Referring to FIG. 2 again, the first wireless device 100 includes a receiving module 110, a state determination module 120, a transmitting module 130, and an identification module 140. The receiving module 110 receives a management frame. A source MAC address of the management frame is the MAC address of the second wireless device 200. In the exemplary embodiment, the management frame is the management frame 1000 of FIG. 1. That is, the management frame may be a disassociation frame or deauthentication frame. The management frame may be transmitted from the second wireless device 200 or the attacking device 300.

In the exemplary embodiment, if the management frame is transmitted from the second wireless device 200, the second wireless device 200 will determine that the state between the first wireless device 100 and the second wireless device 200 is changed from an old state to a new state. In this embodiment, if the management frame is a disassociation frame, the new state will be State 2. If the management frame is a deauthentication frame, the new state will be State 1.

Conversely, if the management frame is transmitted from the attacking device 300 instead of the second wireless device 200, the second wireless device 200 will consider the state between the first wireless device 100 and the second wireless device 200 is still the old state.

The state determination module 120 determines the new state according to the management frame, namely determining that the state between the first wireless device 100 and the second wireless device 200 is changed from the old state to the new state. In the exemplary embodiment, if the management frame is a disassociation frame, the new state is State 2. If the management frame is a deauthentication frame, the new state is State 1.

The transmitting module 130 transmits a class frame to an expected source device according to the new state. A class of the class frame is higher than that of a frame corresponding to the new state. Class 3 is highest and Class 1 is lowest. In the embodiment, the expected source device is the second wireless device 200, so a MAC address of the expected source device is the same as the source MAC of the management frame. In the exemplary embodiment, if the new state is State 2, the class of the class frame is Class 3. If the new state is State 1, the class of the class frame is Class 2 or Class 3.
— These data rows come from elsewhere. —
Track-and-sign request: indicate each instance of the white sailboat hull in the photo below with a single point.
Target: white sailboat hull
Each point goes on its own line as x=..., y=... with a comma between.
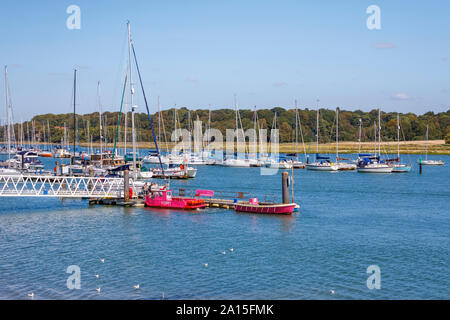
x=375, y=169
x=321, y=167
x=431, y=162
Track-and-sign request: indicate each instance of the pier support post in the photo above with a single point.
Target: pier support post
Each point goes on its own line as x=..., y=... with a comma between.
x=126, y=185
x=285, y=187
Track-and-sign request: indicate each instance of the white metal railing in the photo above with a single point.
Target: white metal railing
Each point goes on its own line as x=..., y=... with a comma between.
x=62, y=186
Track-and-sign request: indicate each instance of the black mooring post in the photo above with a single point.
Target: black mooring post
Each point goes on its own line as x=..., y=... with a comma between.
x=285, y=186
x=126, y=185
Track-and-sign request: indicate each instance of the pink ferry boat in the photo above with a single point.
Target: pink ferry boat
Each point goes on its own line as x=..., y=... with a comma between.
x=254, y=207
x=163, y=199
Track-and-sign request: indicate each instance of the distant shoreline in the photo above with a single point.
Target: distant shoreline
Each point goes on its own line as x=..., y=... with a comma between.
x=435, y=147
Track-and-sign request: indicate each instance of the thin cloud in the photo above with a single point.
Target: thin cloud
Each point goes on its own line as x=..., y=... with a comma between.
x=384, y=45
x=58, y=74
x=280, y=84
x=400, y=96
x=192, y=80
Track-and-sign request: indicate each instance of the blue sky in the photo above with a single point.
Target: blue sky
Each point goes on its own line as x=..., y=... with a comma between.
x=196, y=53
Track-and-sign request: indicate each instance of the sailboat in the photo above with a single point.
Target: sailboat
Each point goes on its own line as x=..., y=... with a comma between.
x=281, y=164
x=322, y=163
x=342, y=166
x=373, y=163
x=399, y=167
x=429, y=162
x=296, y=163
x=231, y=161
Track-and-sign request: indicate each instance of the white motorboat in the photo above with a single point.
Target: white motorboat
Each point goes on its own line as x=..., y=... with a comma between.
x=427, y=162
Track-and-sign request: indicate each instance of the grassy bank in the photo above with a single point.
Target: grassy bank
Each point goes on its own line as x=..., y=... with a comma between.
x=408, y=147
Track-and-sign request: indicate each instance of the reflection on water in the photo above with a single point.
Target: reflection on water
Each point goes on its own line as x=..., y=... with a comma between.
x=347, y=221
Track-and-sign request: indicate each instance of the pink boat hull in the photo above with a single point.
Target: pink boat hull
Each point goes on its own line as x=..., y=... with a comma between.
x=164, y=199
x=269, y=209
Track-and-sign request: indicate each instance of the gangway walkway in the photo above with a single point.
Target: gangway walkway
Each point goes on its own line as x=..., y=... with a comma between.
x=62, y=186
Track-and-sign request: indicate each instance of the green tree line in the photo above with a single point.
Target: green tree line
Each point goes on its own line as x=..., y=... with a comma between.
x=50, y=127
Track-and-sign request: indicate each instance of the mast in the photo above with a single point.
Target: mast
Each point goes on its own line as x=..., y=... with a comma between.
x=379, y=132
x=74, y=116
x=100, y=122
x=359, y=140
x=209, y=128
x=189, y=131
x=375, y=137
x=296, y=130
x=317, y=127
x=7, y=112
x=133, y=107
x=159, y=121
x=337, y=134
x=398, y=137
x=49, y=135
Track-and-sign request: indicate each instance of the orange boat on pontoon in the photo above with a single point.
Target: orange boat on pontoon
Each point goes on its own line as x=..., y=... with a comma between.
x=163, y=199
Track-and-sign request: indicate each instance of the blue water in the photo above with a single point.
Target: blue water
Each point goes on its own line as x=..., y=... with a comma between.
x=347, y=221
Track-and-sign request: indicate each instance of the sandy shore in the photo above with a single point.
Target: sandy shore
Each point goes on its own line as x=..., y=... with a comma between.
x=411, y=147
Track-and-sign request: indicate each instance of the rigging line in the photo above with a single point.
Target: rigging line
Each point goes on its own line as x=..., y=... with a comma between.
x=120, y=113
x=301, y=132
x=148, y=111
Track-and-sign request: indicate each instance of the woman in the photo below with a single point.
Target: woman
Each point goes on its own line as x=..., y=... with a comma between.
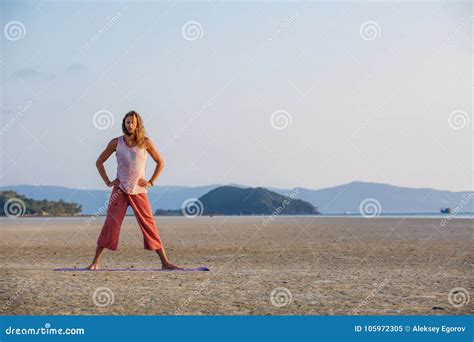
x=130, y=188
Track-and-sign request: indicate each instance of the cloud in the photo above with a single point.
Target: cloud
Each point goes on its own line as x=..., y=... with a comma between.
x=77, y=67
x=31, y=74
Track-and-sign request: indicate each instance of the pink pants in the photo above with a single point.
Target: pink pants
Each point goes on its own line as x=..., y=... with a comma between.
x=118, y=204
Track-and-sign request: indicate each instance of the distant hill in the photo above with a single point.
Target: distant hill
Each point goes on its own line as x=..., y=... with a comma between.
x=230, y=200
x=392, y=199
x=333, y=200
x=12, y=203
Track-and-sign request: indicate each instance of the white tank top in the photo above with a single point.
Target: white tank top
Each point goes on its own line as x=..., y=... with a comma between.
x=131, y=164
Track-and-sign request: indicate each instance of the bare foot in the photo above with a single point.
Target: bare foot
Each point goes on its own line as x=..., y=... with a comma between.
x=170, y=266
x=94, y=266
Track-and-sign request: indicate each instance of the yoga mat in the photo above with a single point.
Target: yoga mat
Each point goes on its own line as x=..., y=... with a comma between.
x=132, y=269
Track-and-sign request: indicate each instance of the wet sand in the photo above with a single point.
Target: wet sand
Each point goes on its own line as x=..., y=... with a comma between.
x=292, y=266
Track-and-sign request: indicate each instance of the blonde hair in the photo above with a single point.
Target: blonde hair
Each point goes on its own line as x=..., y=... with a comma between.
x=139, y=133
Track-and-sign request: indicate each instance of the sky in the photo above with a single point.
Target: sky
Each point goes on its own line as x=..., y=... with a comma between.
x=277, y=94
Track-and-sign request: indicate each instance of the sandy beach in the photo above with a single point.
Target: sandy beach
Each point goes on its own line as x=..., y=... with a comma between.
x=290, y=266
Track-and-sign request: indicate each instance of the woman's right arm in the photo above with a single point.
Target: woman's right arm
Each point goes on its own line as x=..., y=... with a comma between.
x=101, y=160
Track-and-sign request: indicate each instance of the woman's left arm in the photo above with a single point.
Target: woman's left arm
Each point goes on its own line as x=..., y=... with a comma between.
x=150, y=147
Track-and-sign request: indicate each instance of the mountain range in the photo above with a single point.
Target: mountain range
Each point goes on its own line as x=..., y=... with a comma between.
x=345, y=198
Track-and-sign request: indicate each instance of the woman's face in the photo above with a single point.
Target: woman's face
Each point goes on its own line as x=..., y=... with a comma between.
x=131, y=124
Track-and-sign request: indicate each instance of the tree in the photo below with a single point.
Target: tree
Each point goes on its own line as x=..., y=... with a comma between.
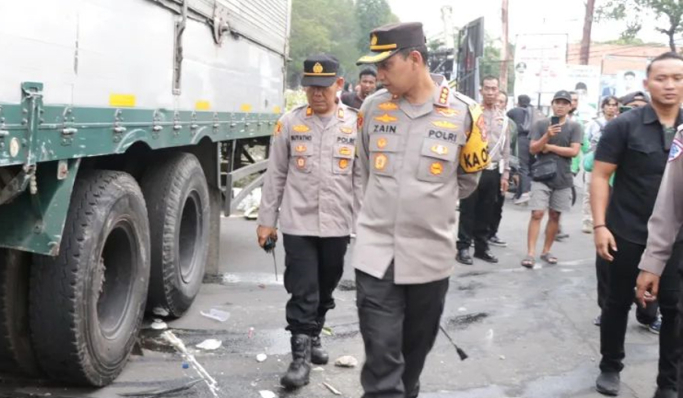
x=371, y=14
x=632, y=11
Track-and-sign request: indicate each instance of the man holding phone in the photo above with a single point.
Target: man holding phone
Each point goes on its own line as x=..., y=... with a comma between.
x=554, y=142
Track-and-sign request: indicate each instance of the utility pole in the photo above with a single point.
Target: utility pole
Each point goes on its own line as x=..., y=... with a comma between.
x=504, y=50
x=587, y=26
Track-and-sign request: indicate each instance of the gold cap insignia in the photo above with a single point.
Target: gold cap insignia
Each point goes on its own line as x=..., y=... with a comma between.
x=388, y=106
x=301, y=128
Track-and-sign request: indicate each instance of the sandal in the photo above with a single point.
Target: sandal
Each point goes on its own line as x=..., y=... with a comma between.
x=549, y=258
x=528, y=262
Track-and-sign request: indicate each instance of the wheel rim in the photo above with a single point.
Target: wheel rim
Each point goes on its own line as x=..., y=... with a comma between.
x=190, y=227
x=116, y=278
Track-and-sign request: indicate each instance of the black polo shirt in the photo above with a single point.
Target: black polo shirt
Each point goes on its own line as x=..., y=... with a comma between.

In the exemplary embodiment, if the management frame is transmitted from the second wireless device 200, the second wireless device 200 will receive the class frame in the new state. According to the IEEE 802.11 standard, the second wireless device 200 must send back an expected frame to the first wireless device 100. A type/content of the expected frame is the same as that of the management frame. In the exemplary embodiment, when receiving a frame of Class 3 in State 2, the second wireless device 200 sends back a disassociation frame to the first wireless device 100. When receiving a frame of Class 2 or Class 3 in State 1, the second wireless device 200 sends back a deauthentication frame to the first wireless device 100.

Conversely, if the management frame is not transmitted from the second wireless device 200, the second wireless device 200 will receive the class frame in the old state, and the expected frame to the first wireless device 100 is not sent back to the first wireless device 100.
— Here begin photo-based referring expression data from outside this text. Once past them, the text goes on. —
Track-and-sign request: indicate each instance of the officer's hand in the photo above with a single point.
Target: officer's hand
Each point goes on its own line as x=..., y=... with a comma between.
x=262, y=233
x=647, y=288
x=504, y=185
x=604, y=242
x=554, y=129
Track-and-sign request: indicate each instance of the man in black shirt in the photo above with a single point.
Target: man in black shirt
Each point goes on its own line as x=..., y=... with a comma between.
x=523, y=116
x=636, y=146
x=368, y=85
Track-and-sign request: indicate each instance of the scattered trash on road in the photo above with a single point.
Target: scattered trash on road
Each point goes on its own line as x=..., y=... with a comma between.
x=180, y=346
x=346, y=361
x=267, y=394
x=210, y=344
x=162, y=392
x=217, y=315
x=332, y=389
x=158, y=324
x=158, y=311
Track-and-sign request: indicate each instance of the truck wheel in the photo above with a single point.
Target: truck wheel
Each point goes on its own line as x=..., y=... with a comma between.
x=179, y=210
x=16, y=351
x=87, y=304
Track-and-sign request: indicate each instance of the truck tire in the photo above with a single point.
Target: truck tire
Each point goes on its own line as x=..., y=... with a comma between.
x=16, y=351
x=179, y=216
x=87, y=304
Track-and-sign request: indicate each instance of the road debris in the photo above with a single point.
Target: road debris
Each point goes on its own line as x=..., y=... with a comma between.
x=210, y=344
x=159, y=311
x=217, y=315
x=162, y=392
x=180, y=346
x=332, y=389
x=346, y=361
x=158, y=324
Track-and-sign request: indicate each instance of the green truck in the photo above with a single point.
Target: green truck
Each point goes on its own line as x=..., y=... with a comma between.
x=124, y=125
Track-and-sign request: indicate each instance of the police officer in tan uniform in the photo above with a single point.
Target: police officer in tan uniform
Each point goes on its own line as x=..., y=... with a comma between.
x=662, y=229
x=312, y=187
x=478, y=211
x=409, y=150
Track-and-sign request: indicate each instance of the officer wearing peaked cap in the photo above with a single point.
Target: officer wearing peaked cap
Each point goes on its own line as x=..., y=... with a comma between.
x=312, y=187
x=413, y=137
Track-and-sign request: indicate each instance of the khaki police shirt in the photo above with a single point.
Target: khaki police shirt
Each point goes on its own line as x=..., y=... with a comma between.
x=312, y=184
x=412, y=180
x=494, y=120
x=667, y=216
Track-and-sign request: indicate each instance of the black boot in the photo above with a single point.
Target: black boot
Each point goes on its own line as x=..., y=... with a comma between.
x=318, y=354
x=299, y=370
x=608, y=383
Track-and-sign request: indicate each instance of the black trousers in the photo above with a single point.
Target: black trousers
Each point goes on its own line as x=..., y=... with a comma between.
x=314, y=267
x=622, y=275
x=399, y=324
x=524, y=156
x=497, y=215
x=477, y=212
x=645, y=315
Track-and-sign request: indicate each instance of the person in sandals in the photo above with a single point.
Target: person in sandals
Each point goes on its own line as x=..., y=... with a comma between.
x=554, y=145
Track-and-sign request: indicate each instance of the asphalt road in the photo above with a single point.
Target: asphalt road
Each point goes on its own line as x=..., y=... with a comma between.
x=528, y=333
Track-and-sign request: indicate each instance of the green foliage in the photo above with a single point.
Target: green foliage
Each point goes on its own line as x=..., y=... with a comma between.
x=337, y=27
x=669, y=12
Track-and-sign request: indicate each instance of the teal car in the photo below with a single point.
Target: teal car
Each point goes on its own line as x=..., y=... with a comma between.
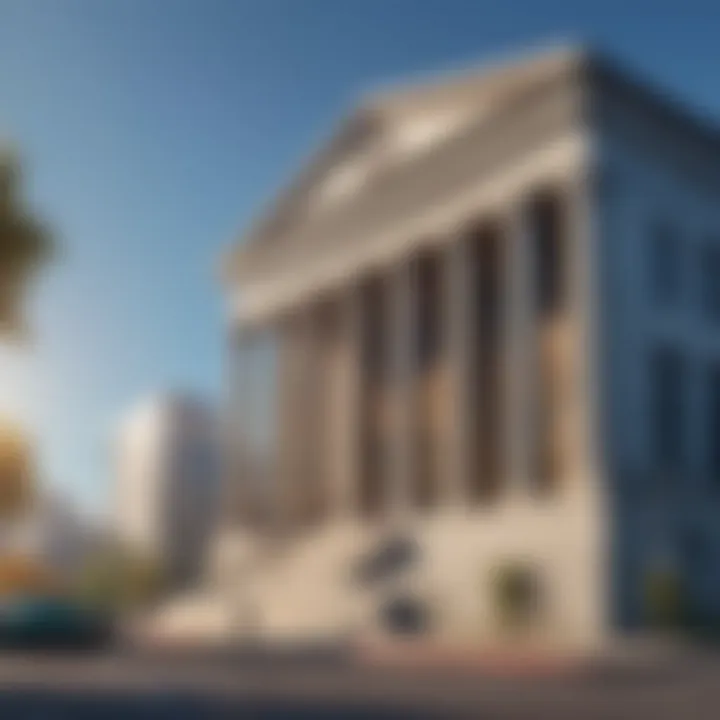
x=41, y=622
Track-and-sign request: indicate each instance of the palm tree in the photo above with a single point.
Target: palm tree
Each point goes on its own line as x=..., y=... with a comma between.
x=25, y=245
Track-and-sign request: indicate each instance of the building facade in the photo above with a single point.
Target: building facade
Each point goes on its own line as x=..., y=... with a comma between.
x=167, y=498
x=465, y=341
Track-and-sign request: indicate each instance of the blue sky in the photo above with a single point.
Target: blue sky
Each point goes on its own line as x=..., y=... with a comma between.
x=153, y=129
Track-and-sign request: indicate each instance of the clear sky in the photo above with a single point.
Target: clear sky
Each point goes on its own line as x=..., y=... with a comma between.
x=153, y=129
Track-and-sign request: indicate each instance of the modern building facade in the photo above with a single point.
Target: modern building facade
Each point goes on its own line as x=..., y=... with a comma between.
x=477, y=337
x=167, y=499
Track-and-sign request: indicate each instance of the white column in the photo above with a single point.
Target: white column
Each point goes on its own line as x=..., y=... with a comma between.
x=461, y=323
x=519, y=328
x=585, y=263
x=403, y=322
x=346, y=416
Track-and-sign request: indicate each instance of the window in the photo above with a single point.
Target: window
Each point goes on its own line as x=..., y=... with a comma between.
x=665, y=265
x=667, y=417
x=710, y=282
x=713, y=424
x=550, y=285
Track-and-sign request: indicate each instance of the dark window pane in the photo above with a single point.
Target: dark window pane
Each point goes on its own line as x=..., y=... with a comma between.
x=667, y=411
x=665, y=265
x=710, y=282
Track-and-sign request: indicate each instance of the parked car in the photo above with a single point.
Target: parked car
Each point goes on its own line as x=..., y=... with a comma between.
x=43, y=622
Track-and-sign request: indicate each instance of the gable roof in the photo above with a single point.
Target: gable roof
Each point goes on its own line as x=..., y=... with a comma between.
x=478, y=94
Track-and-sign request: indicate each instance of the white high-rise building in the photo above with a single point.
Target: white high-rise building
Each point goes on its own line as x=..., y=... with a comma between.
x=167, y=494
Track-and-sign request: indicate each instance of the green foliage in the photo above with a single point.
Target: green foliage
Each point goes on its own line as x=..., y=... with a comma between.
x=25, y=244
x=515, y=593
x=664, y=599
x=119, y=580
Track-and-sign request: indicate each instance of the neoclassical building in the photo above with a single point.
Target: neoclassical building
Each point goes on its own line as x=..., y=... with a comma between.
x=473, y=388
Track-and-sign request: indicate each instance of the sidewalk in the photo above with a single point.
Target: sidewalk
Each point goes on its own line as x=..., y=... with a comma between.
x=500, y=661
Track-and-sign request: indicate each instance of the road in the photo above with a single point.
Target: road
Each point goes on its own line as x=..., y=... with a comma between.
x=59, y=687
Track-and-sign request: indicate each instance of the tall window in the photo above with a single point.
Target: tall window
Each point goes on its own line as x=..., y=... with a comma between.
x=710, y=282
x=665, y=265
x=667, y=411
x=713, y=425
x=550, y=285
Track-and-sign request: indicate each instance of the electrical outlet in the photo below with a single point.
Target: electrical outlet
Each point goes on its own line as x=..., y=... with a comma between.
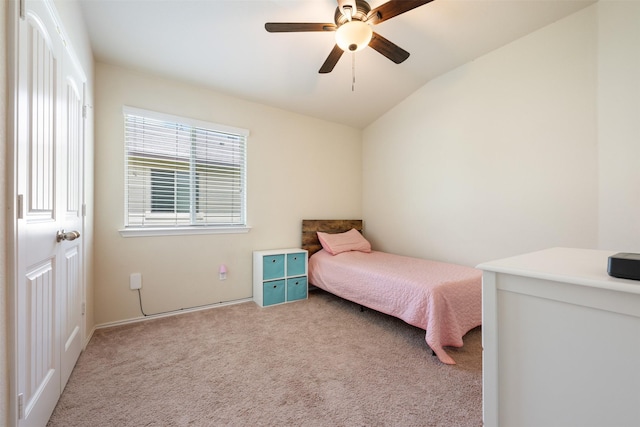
x=135, y=281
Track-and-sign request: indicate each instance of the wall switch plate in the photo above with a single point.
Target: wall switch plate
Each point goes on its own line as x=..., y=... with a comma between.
x=135, y=281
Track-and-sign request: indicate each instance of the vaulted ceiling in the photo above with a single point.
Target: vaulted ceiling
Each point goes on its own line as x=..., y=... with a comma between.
x=223, y=45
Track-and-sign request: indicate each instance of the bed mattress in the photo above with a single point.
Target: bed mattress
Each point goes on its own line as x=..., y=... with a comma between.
x=443, y=299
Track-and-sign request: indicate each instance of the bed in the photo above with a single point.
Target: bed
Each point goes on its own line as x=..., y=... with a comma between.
x=443, y=299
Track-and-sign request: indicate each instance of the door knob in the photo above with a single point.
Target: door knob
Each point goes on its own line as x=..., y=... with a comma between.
x=68, y=235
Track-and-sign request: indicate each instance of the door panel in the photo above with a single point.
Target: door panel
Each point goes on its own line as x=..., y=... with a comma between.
x=37, y=277
x=71, y=278
x=49, y=170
The identification module 140, for identifying the management frame, includes a frame determination submodule 141. The frame determination submodule 141 determines whether the expected frame is received to identify the management frame, namely determining whether the management frame is a true frame transmitted from the expected source device or a fake frame transmitted from the attacking device 300. The type of the expected frame is the same as that of the management frame. If the expected frame is received, the frame determination submodule 141 determines that the management frame is a true frame. That is, the management frame is transmitted from the second wireless device 200. If the expected frame is not received, the frame determination submodule 141 determines that the management frame is a fake frame. That is, the management frame is transmitted from the attacking device 300 instead of the second wireless device 200.
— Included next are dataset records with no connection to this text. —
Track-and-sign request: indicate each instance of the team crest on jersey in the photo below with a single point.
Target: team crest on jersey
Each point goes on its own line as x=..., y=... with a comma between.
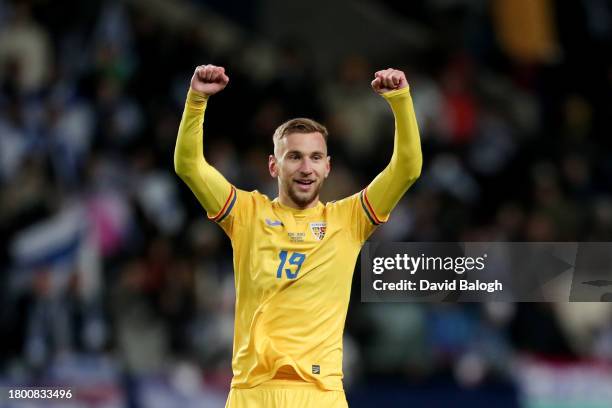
x=318, y=229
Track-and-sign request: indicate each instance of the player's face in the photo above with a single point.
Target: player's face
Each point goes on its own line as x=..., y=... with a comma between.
x=301, y=164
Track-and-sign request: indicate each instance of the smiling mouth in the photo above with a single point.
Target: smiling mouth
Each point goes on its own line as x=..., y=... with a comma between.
x=304, y=182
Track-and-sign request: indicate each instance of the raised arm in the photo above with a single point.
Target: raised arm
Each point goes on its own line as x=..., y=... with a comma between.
x=385, y=191
x=209, y=186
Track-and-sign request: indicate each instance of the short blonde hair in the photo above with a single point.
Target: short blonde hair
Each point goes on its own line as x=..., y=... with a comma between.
x=298, y=125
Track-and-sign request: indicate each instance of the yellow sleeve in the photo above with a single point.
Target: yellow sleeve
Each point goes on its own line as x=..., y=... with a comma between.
x=385, y=191
x=212, y=190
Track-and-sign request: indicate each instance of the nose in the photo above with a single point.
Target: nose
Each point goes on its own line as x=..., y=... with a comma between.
x=305, y=166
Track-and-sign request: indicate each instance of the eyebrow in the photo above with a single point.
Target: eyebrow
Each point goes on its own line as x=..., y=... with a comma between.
x=302, y=153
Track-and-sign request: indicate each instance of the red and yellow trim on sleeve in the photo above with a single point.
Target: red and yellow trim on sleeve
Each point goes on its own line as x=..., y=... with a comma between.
x=227, y=207
x=367, y=208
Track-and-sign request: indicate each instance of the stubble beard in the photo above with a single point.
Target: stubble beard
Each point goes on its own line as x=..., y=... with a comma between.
x=303, y=199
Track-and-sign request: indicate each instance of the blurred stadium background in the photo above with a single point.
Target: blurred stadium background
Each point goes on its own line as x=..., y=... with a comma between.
x=112, y=281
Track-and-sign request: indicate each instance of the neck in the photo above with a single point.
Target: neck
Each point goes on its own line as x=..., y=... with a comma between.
x=284, y=199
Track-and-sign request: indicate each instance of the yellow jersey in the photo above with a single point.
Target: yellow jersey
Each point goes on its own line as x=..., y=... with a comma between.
x=293, y=268
x=293, y=273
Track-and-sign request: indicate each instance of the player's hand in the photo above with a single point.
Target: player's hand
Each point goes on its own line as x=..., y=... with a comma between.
x=389, y=80
x=209, y=79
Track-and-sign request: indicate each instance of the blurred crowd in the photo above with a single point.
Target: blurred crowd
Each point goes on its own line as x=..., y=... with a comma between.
x=110, y=271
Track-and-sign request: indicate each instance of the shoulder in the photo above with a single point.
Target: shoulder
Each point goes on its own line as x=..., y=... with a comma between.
x=253, y=197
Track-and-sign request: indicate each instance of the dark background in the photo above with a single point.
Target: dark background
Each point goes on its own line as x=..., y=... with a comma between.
x=113, y=282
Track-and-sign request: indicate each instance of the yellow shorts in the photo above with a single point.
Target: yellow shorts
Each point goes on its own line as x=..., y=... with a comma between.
x=285, y=394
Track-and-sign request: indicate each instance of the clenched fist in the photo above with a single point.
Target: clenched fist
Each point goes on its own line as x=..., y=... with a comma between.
x=389, y=80
x=209, y=79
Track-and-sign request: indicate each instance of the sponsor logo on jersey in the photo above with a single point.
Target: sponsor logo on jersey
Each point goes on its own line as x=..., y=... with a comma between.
x=296, y=236
x=318, y=229
x=273, y=223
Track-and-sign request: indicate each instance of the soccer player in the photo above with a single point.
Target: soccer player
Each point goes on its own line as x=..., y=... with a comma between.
x=294, y=257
FIG. 3 is a schematic diagram of functional modules of a first wireless device 100′ of another exemplary embodiment of the present invention. An identification module 140′ of the first wireless device 100′ further includes a code determination submodule 142, and other modules of the first wireless device 100′ are the same as the first wireless device 100 of FIG. 2. The first wireless device 100′ can more accurately identify the management frame via the code determination submodule 142.

In the exemplary embodiment, the attacking device 300 may continuously attack the first wireless device 100′. That is, the expected frame may be still transmitted from the attacking device 300 instead of the second wireless device 200.

The expected frame belongs to the management frame 1000 of FIG. 1. The expected frame includes a reason code 1200. The reason code 1200 indicates a reason for disassociation or deauthentication. For example, if the reason code 1200 is set to 6, a Class 2 frame received from a non-authenticated station is indicated. If the reason code 1200 is set to 7, a Class 3 frame received from a non-associated station is indicated.

In the exemplary embodiment, if both the management frame and the expected frame, transmitted from the second wireless device 200, are disassociation frames, the reason code of the expected frame is set to 7, indicating a reason for disassociation. If both the management frame and the expected frame, transmitted from the second wireless device 200, are deauthentication frames, the reason code of the expected frame is set to 6, indicating a reason for deauthentication.

Conversely, if the management frame and the expected frame are transmitted from the attacking device 200, the reason code of the expected frame is set to a random digit by the attacking device 200.

The code determination submodule 142 determines whether the reason code of the expected frame is an expected value to identify the management frame. In the exemplary embodiment, if the expected frame is a disassociation frame, the expected value is 7. If the expected frame is a deauthentication frame, the expected value is 6.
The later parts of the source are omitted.